Drum Corps International
Meet Dawn Strong, a Citations color guard mother

Meet Dawn Strong, a Citations color guard mother

by Michael Boo

Dawn Strong is a parent of two girls from Reading, MA, near Boston. Both march in the Citations color guard. Both 14-year-old Alyx and 11-year-old Samantha are first-year members of the corps.

"Alex wanted to improve her skills for her high school marching band guard. She asked me to find a camp that she could attend where she would develop better skills. A friend who used to march 27th Lancers until the mid 1970s said, 'Don't waste your money on a three-day camp. If she truly wants to improve her skills, have her join a drum corps.' She further mentioned that there was a corps in Burlington.

Dawn Strong
"I typed in 'Drum and bugle, Burlington, MA,' and Citations' website popped up. The website said the corps was still looking for guard members and interested kids should stop by during a Saturday practice. At that point, I didn't know I would be dealing with two kids.

"My younger daughter has had an interest in guard, so we took her along and the Citations made us all feel welcomed to the point that my kids went back to their school and recruited four more kids. The parents of those kids keep thanking me for getting their kids involved in drum corps, which is embarrassing because all I did was pass the information along.

"Those parents say they notice the smiles on their kids. None of them, like myself, had any experience in drum corps nor did we know anything about it. All I could keep saying when they asked questions was, 'I don't really know, but why don't you come to a rehearsal?'

"Someone else asked me, 'How can you send your kids away with people you don't know?' It caught me by surprise. It never entered my mind, because I felt that I already knew them and could trust them. From watching the volunteer parents and staff interact with the kids in and out of rehearsal, I could see they knew each kid and they respected each kid, and the kids respected them.

"The kids want to get better, so when an instructor growls at them for something they did or didn't do, the kids take it as constructive criticism and you can see they're going to try to do better next time. The kids don't go whining to their parents. You see the kids rise to the occasion.

"My only complaint about touring is I wish the schools they kids stay at would turn the hot water on. I did the mini tour with the corps, where they shared two shower spigots for the entire corps. I can get a better shower from the produce section at the local supermarket. I've sat in the splash zone of Shamu at SeaWorld and that water was warmer.
"And the sad part about this is I'm hooked on this. I flew into Denver and drove six hours to Kansas to hook up with the corps last Friday. Since then, I've been doing anything I can to help them to do whatever they need done. My sister who lives here in Denver asked, 'Well, do they pay you?' and I responded, 'No, we pay them.' She did not understand that concept.

"It's amazing how these kids hide their aches and pains. They could put a football team to shame with the hours they put in...they don't complain. There is no sitting on the bench with these kids. If they're injured, they won't step down unless someone in authority makes them step down.
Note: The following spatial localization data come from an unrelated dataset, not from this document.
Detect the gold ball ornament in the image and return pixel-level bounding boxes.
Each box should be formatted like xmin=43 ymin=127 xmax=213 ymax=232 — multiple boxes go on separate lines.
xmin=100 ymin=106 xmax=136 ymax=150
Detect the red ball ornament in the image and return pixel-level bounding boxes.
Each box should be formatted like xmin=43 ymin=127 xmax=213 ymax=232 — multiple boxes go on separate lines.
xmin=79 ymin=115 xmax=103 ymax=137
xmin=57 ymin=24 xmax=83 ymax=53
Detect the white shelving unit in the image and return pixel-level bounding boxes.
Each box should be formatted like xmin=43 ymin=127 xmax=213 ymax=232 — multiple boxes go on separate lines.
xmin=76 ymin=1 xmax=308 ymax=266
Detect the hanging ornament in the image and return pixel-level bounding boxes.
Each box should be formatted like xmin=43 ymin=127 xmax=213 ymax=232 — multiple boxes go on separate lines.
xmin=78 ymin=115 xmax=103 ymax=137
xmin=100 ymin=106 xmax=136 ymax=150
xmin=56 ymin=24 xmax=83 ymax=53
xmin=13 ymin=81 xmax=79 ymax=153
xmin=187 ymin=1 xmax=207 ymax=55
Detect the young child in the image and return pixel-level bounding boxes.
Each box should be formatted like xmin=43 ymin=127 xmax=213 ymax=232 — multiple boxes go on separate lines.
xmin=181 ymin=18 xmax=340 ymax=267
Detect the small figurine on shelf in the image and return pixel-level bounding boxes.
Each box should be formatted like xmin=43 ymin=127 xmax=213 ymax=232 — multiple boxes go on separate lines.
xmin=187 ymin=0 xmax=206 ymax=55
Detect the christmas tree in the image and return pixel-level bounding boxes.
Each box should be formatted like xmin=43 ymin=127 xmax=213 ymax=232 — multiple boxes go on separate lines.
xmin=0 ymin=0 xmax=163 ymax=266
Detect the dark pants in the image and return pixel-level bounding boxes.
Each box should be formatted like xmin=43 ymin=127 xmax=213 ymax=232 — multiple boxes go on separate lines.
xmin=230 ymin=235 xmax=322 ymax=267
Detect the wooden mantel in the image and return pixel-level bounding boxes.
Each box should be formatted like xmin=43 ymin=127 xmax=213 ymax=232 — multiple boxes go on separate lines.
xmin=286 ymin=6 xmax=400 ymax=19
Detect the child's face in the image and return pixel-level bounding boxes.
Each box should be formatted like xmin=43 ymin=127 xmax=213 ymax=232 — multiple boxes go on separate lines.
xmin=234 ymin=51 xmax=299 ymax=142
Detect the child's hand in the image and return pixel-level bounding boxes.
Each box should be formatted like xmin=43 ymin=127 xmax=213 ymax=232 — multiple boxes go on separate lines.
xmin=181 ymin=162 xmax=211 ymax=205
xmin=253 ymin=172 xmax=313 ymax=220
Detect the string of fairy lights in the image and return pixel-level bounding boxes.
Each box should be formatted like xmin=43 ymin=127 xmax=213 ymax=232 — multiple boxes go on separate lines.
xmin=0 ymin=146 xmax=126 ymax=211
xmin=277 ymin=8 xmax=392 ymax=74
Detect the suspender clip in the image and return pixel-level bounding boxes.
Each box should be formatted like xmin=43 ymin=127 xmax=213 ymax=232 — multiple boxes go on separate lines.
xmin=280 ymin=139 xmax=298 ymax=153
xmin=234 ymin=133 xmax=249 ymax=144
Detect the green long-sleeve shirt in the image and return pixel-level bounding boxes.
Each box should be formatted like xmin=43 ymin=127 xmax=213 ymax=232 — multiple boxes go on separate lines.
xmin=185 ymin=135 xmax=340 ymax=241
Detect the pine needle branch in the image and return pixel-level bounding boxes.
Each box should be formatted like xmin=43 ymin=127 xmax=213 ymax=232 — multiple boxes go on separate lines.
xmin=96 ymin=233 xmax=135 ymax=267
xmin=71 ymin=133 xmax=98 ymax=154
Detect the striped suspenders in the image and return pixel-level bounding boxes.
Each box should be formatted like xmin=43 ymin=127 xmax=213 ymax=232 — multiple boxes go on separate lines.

"I think this whole activity is phenomenal. It's all about the kids. The people don't just talk the talk, they walk the walk. It doesn't matter if they're rich or poor, popular or not popular, or what kind of clothes they wear. After the first few weeks, they're just part of the family.

"It really is a family. Each kid looks out for another kid. A lot of the age-outs come back to help. How many people would give up two weeks of vacation time to spend it sitting in a bus with all those kids? Most parents won't even ride cross-country with their own kids, much less spending two weeks on vacation with someone else's kids.

"I wish I knew about drum corps when I was a kid."